Кто ложился въ мою постель и смялъ ее,

зарычала Настасья Петровна не такъ громко.

А Мишенька подставилъ скамеечку, полѣзъ въ свою кроватку и запищалъ тонкимъ голосомъ:

Кто ложился въ мою постель!

И вдругъ онъ увидалъ дѣвочку и завизжалъ такъ какъ будто его рѣжутъ:

Вотъ она? Держи, держи! Вотъ она. Вотъ она! Ай яяй! Держи!

Онъ хотѣлъ ее укусить. Дѣвочка открыла глаза, увидѣла медвѣдей и бросилась къ окну. Окно было открыто, она выскочила въ окно и убѣжала. И медвѣди не догнали её.

Какъ дядя Семенъ разсказывалъ про то, что съ нимъ въ лѣсу было. (Разсказъ.)

Поѣхалъ я разъ зимою въ лѣсъ за деревами, срубилъ три дерева, обрубилъ сучья, обтесалъ. смотрю ужъ поздно, надо домой ѣхать. А погода была дурная: снѣгъ шелъ и мело. Думаю, ночь захватитъ и дороги не найдешь. Погналъ я лошадь; ѣду, ѣду — все выѣзду нѣтъ. Все лѣсъ. Думаю, шуба на мнѣ плохая. замерзнешь. Ѣздилъ, ѣздилъ, нѣтъ дороги и темно. Хотѣлъ ужъ сани отпрягать, да подъ сани ложиться, слышу недалеко бубенцы погромыхиваютъ. Поѣхалъ я на бубенчики, вижу тройка коней соврасыхъ, гривы заплетены лентами, бубенцы свѣтятся и сидятъ двое молодцовъ.

Здорово братцы! — Здорово мужикъ! — Гдѣ братцы дорога? — Да вотъ мы на самой дорогѣ. Выѣхалъ я къ нимъ, смотрю, что за чудо — дорога гладкая и не заметеная. — Ступай, говорятъ, за нами и погнали коней. Моя кобылка плохая не поспѣваетъ. Сталъ я кричать: подождите братцы! Остановились, смѣются. — Садись, говорятъ, съ нами. Твоей лошади порожнемъ легче будетъ. Спасибо, говорю. Перелѣзъ я къ нимъ въ сани. Сани хорошія, ковровыя. Только сѣлъ я, какъ свиснуть: ну вы любезные! Завились соврасые кони такъ, что снѣгъ столбомъ.

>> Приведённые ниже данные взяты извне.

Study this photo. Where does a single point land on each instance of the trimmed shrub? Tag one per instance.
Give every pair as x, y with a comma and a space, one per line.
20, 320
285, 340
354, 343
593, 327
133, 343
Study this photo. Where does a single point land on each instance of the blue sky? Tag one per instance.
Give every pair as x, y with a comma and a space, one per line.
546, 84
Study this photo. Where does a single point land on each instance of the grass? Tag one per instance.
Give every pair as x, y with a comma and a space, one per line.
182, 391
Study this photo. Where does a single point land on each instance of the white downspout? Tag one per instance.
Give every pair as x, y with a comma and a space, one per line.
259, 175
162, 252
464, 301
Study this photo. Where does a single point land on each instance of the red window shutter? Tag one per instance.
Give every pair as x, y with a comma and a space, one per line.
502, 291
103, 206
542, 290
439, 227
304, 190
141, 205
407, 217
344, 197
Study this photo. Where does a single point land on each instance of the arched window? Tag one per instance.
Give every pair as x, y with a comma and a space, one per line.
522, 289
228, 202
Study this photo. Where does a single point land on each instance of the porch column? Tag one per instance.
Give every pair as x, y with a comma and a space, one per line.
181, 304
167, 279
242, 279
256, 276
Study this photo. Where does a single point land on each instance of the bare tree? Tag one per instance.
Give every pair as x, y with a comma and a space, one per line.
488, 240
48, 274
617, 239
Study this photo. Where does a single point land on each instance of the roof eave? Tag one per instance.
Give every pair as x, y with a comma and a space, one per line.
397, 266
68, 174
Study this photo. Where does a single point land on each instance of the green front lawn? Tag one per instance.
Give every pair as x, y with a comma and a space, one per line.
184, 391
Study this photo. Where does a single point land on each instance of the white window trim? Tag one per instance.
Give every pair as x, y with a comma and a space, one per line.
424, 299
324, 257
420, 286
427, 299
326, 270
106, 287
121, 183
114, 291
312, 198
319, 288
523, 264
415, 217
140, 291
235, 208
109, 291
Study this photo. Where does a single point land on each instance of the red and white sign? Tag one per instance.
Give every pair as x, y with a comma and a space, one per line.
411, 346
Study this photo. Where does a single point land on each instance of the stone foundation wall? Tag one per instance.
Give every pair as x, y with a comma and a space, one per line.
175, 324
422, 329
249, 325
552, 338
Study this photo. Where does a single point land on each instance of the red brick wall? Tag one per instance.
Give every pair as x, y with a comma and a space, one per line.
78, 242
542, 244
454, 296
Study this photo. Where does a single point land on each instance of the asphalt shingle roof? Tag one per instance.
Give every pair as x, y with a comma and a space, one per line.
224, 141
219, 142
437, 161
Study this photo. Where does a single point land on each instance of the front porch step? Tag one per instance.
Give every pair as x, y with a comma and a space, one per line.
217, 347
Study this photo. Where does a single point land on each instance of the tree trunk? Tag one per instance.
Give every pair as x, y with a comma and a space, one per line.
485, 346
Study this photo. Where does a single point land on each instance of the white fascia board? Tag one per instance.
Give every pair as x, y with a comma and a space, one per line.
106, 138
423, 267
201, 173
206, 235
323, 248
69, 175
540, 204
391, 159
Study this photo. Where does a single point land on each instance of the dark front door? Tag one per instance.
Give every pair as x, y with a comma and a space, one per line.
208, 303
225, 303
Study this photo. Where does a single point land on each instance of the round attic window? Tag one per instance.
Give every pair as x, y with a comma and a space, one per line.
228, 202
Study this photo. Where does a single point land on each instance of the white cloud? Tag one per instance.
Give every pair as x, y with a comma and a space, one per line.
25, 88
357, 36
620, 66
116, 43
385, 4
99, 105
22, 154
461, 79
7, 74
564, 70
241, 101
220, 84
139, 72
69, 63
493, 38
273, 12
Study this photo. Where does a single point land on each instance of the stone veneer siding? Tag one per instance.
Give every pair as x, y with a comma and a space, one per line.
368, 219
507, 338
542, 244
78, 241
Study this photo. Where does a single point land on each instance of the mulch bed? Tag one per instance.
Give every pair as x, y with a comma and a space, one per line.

Смотрю, что за чудо. Свѣтлѣй стало и дорога гладкая какъ ледъ и палимъ мы такъ, что духъ захватываетъ, только по лицу вѣтками стегаетъ. Ужъ мнѣ жутко стало. Смотрю впередъ: гора крутая, прекрутая и подъ горой пропасть. Соврасые прямо въ пропасть летятъ. Испугался я, кричу: батюшки! легче, убьете! Куда тутъ, только смѣются, свищутъ. Вижу я пропадать. Надъ самой пропастью сани. Гляжу, у меня надъ головой сукъ. Ну думаю: пропадайте одни. Приподнялся, схватился за сукъ и повисъ. Только повисъ и кричу: держи! А самъ слышу тоже, кричатъ бабы: дядя Семенъ! чего ты? Бабы, а бабы! дуйте огонь. Съ дядей Семеномъ что-то недоброе — кричитъ. Вздули огонь. Отчнулся я. А я въ избѣ, за палати ухватился руками, вишу и кричу не путевымъ голосомъ. А это я — все во снѣ видѣлъ.